Energetic electron pitch angle distribution parameters at 6.6 Re, as deduced from GOES X-ray observations

Abstract

X-ray sensors that measure the Sun's radiant output in two soft X-ray channels, 1–8 and 0.5–4 Å, are carried on all GOES geostationary equatorial weather satellites. A comparison of X-ray measurements from two co-operational GOES reveals a systematic difference signal that shows periodic diurnal and seasonal variations. These effects are seen during geomagnetically quiet times as well as disturbed times and are most noticeable when solar activity is low to moderate. The GOES orbit lies just above the main outer electron belt of the van Allen radiation belts but it falls inside the region containing >2MeV trapped electrons; thus the local particle environment includes electrons of sufficient energy to cause significant Bremsstrahlung on the walls of the ion chamber as well as direct deposition of energy through the entrance aperture. These background effects occur despite passive shielding of the ion chambers and in-orbit electronic suppression of the spurious particle contribution. However, because of the regularity of the difference signal it is possible to exploit this X-ray contaminant to infer certain properties of the energetic electron pitch angle distribution in anisotropy and in local time, on the assumption that these energetic electrons are responsible for the spurious X-ray detector response.
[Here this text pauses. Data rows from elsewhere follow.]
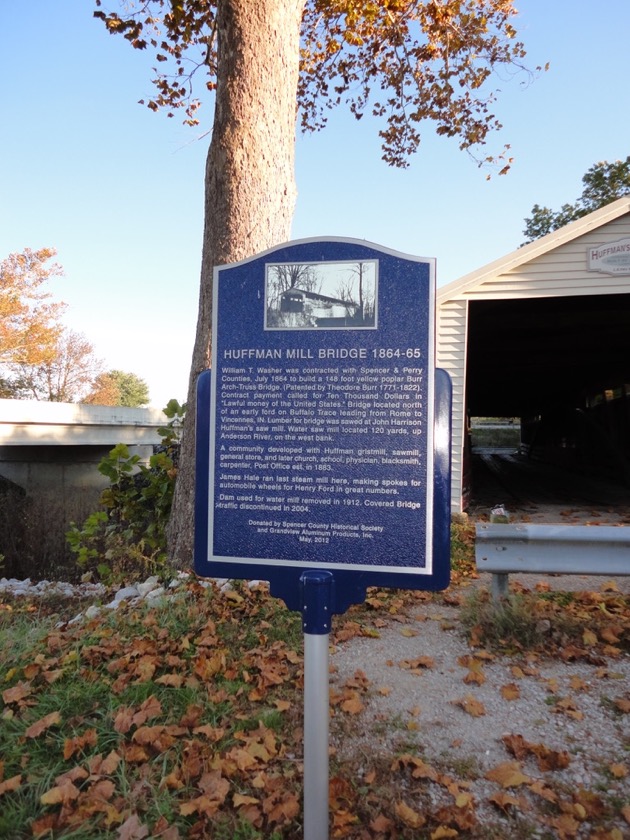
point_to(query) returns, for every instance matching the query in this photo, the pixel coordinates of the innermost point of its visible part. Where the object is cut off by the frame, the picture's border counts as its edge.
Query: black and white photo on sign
(306, 296)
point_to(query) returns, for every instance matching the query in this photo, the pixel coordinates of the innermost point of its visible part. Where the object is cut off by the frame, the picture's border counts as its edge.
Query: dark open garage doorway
(558, 369)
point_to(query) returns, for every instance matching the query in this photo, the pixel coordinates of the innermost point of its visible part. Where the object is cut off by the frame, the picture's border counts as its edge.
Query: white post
(316, 715)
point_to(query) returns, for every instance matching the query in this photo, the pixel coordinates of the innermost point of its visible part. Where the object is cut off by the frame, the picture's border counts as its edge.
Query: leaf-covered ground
(183, 719)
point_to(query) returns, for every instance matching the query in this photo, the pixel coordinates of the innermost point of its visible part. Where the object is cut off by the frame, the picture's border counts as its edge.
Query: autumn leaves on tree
(42, 359)
(408, 64)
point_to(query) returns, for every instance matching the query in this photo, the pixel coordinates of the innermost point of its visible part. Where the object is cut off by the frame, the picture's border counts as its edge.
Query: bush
(126, 538)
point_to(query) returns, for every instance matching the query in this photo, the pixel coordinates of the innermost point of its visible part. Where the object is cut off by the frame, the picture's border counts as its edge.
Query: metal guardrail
(550, 549)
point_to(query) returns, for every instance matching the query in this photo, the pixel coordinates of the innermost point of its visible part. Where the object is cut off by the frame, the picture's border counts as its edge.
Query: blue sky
(118, 190)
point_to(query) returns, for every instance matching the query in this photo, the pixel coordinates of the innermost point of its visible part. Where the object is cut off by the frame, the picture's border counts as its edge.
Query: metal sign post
(323, 445)
(316, 621)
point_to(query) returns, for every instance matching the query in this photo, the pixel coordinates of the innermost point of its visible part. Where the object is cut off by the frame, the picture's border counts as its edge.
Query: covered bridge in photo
(543, 334)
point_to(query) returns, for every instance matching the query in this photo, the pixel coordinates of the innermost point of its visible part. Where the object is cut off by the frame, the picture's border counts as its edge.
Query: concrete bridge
(57, 446)
(49, 456)
(35, 423)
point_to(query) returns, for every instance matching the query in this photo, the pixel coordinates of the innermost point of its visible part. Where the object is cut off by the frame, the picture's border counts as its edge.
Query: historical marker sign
(317, 427)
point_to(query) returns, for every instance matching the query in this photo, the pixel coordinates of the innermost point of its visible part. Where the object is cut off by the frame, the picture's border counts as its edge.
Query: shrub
(126, 538)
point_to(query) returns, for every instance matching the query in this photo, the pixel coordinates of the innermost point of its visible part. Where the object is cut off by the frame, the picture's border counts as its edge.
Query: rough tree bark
(249, 184)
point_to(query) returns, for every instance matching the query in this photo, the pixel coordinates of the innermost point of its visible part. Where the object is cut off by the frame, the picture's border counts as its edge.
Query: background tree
(29, 320)
(116, 387)
(603, 182)
(427, 61)
(65, 376)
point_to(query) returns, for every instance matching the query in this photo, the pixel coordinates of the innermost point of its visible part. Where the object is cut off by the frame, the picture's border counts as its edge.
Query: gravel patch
(432, 695)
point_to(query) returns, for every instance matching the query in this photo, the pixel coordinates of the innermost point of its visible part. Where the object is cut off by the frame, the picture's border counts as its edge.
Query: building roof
(537, 248)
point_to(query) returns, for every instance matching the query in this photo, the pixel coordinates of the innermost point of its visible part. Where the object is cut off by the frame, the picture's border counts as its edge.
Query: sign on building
(323, 429)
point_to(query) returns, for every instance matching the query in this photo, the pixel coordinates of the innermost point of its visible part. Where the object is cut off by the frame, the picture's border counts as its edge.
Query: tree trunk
(249, 185)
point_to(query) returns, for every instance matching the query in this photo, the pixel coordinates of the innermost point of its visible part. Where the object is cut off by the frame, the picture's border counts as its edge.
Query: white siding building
(548, 323)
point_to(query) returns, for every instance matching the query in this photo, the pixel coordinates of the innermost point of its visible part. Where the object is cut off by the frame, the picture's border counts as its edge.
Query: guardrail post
(500, 586)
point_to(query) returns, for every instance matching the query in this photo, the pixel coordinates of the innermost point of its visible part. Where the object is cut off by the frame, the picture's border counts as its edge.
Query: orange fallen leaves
(36, 729)
(508, 774)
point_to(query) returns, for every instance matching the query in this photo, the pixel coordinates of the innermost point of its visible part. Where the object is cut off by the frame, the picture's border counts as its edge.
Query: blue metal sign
(323, 433)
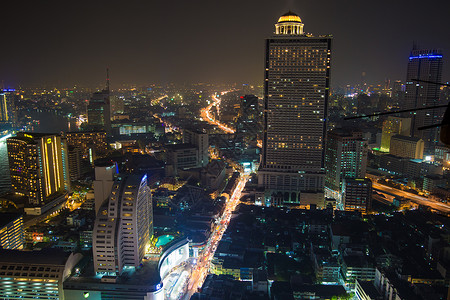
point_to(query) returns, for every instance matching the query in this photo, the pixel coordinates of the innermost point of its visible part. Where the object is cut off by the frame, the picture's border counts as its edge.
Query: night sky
(64, 43)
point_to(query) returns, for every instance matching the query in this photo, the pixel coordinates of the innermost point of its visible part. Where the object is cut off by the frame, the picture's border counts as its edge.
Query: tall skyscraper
(99, 111)
(296, 90)
(345, 157)
(123, 227)
(38, 165)
(7, 107)
(392, 126)
(426, 65)
(201, 140)
(248, 125)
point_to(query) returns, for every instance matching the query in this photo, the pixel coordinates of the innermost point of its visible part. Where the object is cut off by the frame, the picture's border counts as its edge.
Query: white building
(123, 226)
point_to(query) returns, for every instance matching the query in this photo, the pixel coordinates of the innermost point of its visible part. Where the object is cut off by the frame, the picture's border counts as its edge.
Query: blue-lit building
(425, 65)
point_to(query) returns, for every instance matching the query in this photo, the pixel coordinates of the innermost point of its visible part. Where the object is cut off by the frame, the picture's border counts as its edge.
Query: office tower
(201, 141)
(357, 194)
(38, 165)
(345, 157)
(248, 125)
(11, 231)
(74, 161)
(117, 105)
(35, 274)
(99, 111)
(104, 180)
(180, 156)
(392, 126)
(424, 65)
(407, 147)
(123, 226)
(296, 90)
(92, 143)
(7, 107)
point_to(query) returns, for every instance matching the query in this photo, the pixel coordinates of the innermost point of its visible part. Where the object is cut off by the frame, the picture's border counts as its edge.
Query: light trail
(208, 117)
(413, 197)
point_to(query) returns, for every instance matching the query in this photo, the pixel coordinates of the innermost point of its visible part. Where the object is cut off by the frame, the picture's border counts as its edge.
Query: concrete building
(35, 274)
(104, 180)
(38, 166)
(405, 146)
(181, 156)
(357, 194)
(74, 157)
(11, 231)
(8, 114)
(99, 111)
(424, 64)
(296, 90)
(201, 141)
(92, 143)
(123, 226)
(392, 126)
(345, 157)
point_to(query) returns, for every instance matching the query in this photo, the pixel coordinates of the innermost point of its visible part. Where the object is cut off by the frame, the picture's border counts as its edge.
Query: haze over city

The basic attributes of the observed diurnal and seasonal effects can be re-created in a model that incorporates a tilted dipole magnetosphere and local-time-dependent, generic pitch angle distributions. It is possible to infer the anisotropy index, n, for dayside sin n (α) distributions and the anisotropy index, m, for nightside sin m (2α) butterfly distributions as well as the local times where these distributions convert from normal loss-cone to butterfly in the afternoon and return to normal loss-cone in the morning. Examples of the diurnal and seasonal variations in the observed X-ray difference signal are shown, and these waveforms are re-created by a model simulation.